Senza Titolo
Pubblicato nel catalogo del pittore Alessio Ancillai
“Suoni e silenzi – tempo interno” [Sermoneta – LT,
24.06-28.07 2007]
e presentato a Sermoneta il 13 luglio 2007.
Liberamente
ispirato alle opere di Ancillai esposte nella mostra, il testo ne contiene
anche i titoli [evidenziati in blu] a cominciare dal… titolo.
Lasciare
tracce di sé, della propria esistenza. Nel proprio territorio. Una prerogativa
dei viventi.
Lo fa il
gatto, con la coda dritta e tremula; le pupille ridotte a due fessure
verticali. Lo fa il lupo, nella notte; e subito dopo si mette a ululare contro la luna che invade i suoi spazi di luce. Anche l’antilope, involontariamente, lascia tracce della sua
presenza. E la leonessa, placida madre che allatta i
suoi cuccioli, lo sa bene: annusando l’aria, diventa madre cacciatrice
e scova la sua preda e nello stesso istante impara a mettersi sottovento, per
non essere scoperta a sua volta.
Lasciano
tracce di sé, i viventi. Silenziosamente. E, per farlo, hanno quasi
sempre un motivo. Una ragione. Quel “quasi” sono gli esseri umani, che
spesso un motivo non hanno. Né una ragione.
Primo
movimento
Quando te ne vai, mi resta un profumo che è come un segugio, perché viene con me
in ogni stanza o forse sono io che vado a cercarlo negli anfratti come un cane
da tartufo.
Percorro
le tue linee di fuga con lo sguardo e risento i tuoi passi prima scalzi, con il suono
dei talloni che schiacciano invisibili sbuffi d’aria; poi è la musica
inimitabile dei tacchi che trafiggono il parquet, quando la separazione si
avvicina e tu, già concentrata sul mondo esterno, cerchi comunque
un abbellimento del tuo addio.
Rimango
qui, percorso da suoni e silenzi della tua presenza recente. Già sazio della
mia solitudine. Scrivendo la tua voce suono; suonando il mio silenzio nuovo.
Secondo
movimento
Ma è un’altra ancòra, la traccia che lasci
di te, o hai lasciato, nella prima partitura di questa storia. È
un’immagine invisibile, che viene di notte o nella penombra della ragione. Parlandomi tra i rami, come un fruscìo o sul pelo
dell’acqua, come brezza improvvisa. Se provo a
inciderla sul foglio e sulla tela è mia, ma sei tu. Se
resta impigliata nella rètina è un riflesso di te, ma sono io. Questa è la
traccia che lasci o hai lasciato; o forse era già lì, qui dentro. Una volta
l’ho chiamata risonanza, perché prima non sapevo di avere quella nota nel petto, ma
quando sei arrivata nottetempo ti è bastato sfiorare tre tasti per
cogliere un mio accordo inedito. E segreto.
Pausa
Scivolando
in un’alba rossa, abbiamo punteggiato il pentagramma del nostro tempo
interno. Gocce dorate, graffi ocra come un segno danza, hanno
costellato la memoria d’un cielo arrivato, chissà,
dalla finestra aperta. Le mani intreccio di vimini
sostenevano la leggerezza dei respiri unisoni. Le bocche dense di colori
irrigavano adagio impervie risalite rosa. Verso la foce di un linguaggio antico…

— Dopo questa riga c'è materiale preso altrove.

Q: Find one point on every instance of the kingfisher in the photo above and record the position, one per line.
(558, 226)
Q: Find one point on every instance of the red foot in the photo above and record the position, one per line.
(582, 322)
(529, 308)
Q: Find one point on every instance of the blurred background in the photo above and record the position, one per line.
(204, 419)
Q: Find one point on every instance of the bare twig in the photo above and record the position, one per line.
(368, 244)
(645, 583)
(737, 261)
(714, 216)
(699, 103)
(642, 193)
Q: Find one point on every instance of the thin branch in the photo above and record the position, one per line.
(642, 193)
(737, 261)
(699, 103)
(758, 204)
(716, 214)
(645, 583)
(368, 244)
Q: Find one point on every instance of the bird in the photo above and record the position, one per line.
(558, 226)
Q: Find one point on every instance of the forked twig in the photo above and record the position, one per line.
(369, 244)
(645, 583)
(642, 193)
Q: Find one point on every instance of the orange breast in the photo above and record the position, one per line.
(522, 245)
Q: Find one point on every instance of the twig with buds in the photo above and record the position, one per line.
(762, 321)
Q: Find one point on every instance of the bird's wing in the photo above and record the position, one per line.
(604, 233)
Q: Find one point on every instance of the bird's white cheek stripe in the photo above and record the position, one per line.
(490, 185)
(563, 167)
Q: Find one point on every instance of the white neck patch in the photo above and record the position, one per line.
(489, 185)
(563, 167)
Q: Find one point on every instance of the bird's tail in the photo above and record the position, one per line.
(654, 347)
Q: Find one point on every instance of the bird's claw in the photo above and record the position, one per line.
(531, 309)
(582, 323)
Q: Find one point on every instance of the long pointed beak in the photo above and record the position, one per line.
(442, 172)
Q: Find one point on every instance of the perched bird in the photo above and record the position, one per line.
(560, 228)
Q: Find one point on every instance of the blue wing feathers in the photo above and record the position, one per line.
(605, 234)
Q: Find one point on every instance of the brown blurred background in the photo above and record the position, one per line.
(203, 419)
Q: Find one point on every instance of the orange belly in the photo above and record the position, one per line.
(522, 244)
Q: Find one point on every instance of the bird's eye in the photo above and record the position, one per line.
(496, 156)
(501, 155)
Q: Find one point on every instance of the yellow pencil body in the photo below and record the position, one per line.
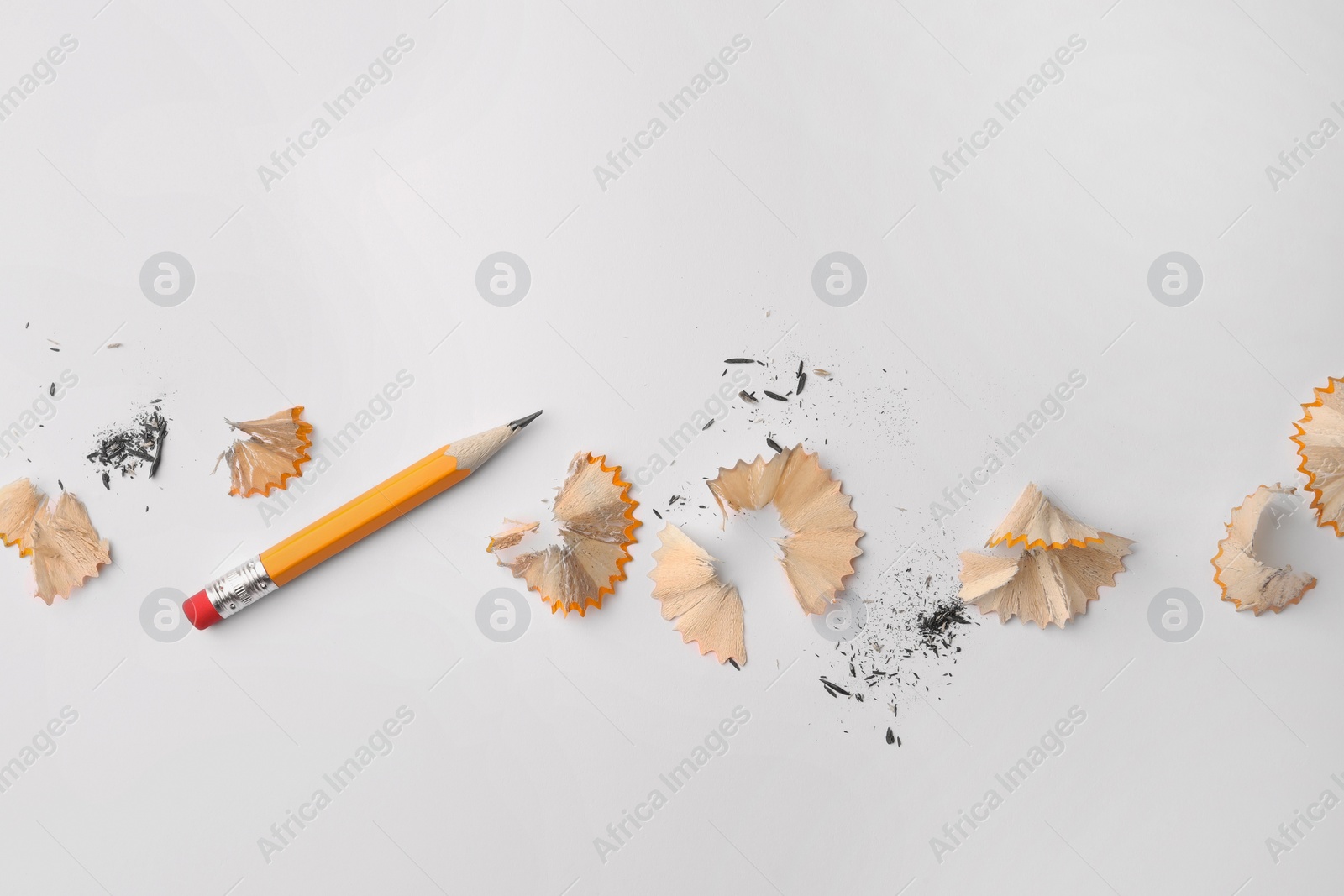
(363, 515)
(347, 524)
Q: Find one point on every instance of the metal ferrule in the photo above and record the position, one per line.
(242, 586)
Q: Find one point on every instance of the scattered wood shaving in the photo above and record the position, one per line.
(66, 548)
(707, 610)
(1035, 523)
(19, 503)
(1320, 443)
(1061, 570)
(275, 452)
(824, 540)
(1243, 579)
(64, 544)
(511, 537)
(597, 527)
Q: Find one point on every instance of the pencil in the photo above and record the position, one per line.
(280, 564)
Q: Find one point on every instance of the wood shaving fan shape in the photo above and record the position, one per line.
(597, 523)
(275, 452)
(817, 553)
(1062, 566)
(60, 539)
(1245, 580)
(1320, 443)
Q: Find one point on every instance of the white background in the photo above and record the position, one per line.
(362, 259)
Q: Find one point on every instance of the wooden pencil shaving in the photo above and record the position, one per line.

Prima dell’ultimo suono sorriso, un miscuglio salato ha velato i tuoi occhi
ansanti. E i miei.
Movimento
silente
Quando le mie vertebre non saranno più i tasti del
tuo pianoforte.
Quando le ombre che saettavano sul muro torneranno
ad essere un profilo immobile.
Quando le parole incresperanno il giorno calmo,
riempiendo il tempo lungo, dopo il silenzio.
Quando le voci e le vite degli altri prenderanno il
posto della nostra intravisione sonora.
Allora,
potrai lasciarmi.
Con le tue
tracce seguirò un’idea sulla tela o racconterò il presente con lacrime
d’inchiostro.
Tu, con le
mie, fa’ quel che vuoi, ma conservale per sempre.